The Marsh Tit is quite similar in appearance to the Willow Tit. It is mostly greyish-brown on top, buffish-grey beneath, with a black area on the top of the head which is shinier than the Willow Tit’s. There’s also a dark bib-marking on the neck. The cheeks are lighter than the body, the wings have pale edging, there’s a light mark on the short bill’s base, and the legs are tinged with blue. Juveniles resemble adults and the sexes are similar.

Habitat

Breeding territory includes woodland with deciduous trees, parkland, farmland with trees, and big gardens with mature growth.

Character

Feeding takes place on or near the ground, and it flits from one feeding location to another regularly, rarely still. Has a habit of storing food when a good source is found. When not breeding, the Marsh Tit may form flocks with other small birds.

Food

Summer diet includes invertebrates, particularly scale insects. Relies more on seeds during autumn and winter, and its bill allows intricate and tough work, such as removing the seeds from berries on honeysuckles.

Breeding

Breeding begins in April, with the female laying 6-8 eggs and incubating for 14-16 days. Hatchlings depart the nest after 16-17 days, but both parents continue to tend to them for a week after this.
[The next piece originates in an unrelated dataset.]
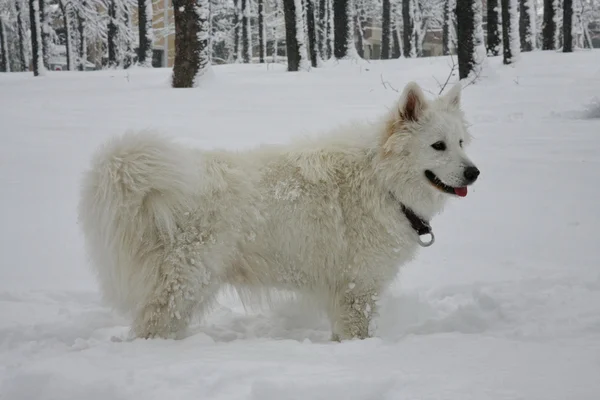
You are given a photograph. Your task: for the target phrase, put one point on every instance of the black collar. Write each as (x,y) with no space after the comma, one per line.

Families remain as a unit for about 2 weeks after this, then the young find flocks of tits and other small birds, and in these flocks they seek food.

Population

A resident bird that usually remains within its territory if settled, joining flocks as long as they are within territory boundaries, but leaving them once they pass over a certain distance. There were approximately 41 000 pairs in Britain during 2003, with numbers on a steep decrease since the late 1960s.

Observation Tips

It can be a real challenge for observers to separate the Marsh Tit from the Willow Tit. Listening to audio of the two different calls can be a good way to assist with identification, as the flitting nature of the tits don’t often allow for prolonged viewing to ascertain subtle differences in appearance. One thing to keep in mind is that the Marsh Tit is much more likely to visit feeders and to collect scraps from the ground.

Voice

The call is the best way of separating the Marsh Tit from the Willow Tit. Has a ‘chip-chip-chip’ song and a piercing ‘pit-chu’ call, proceeded by ‘dee, dee’.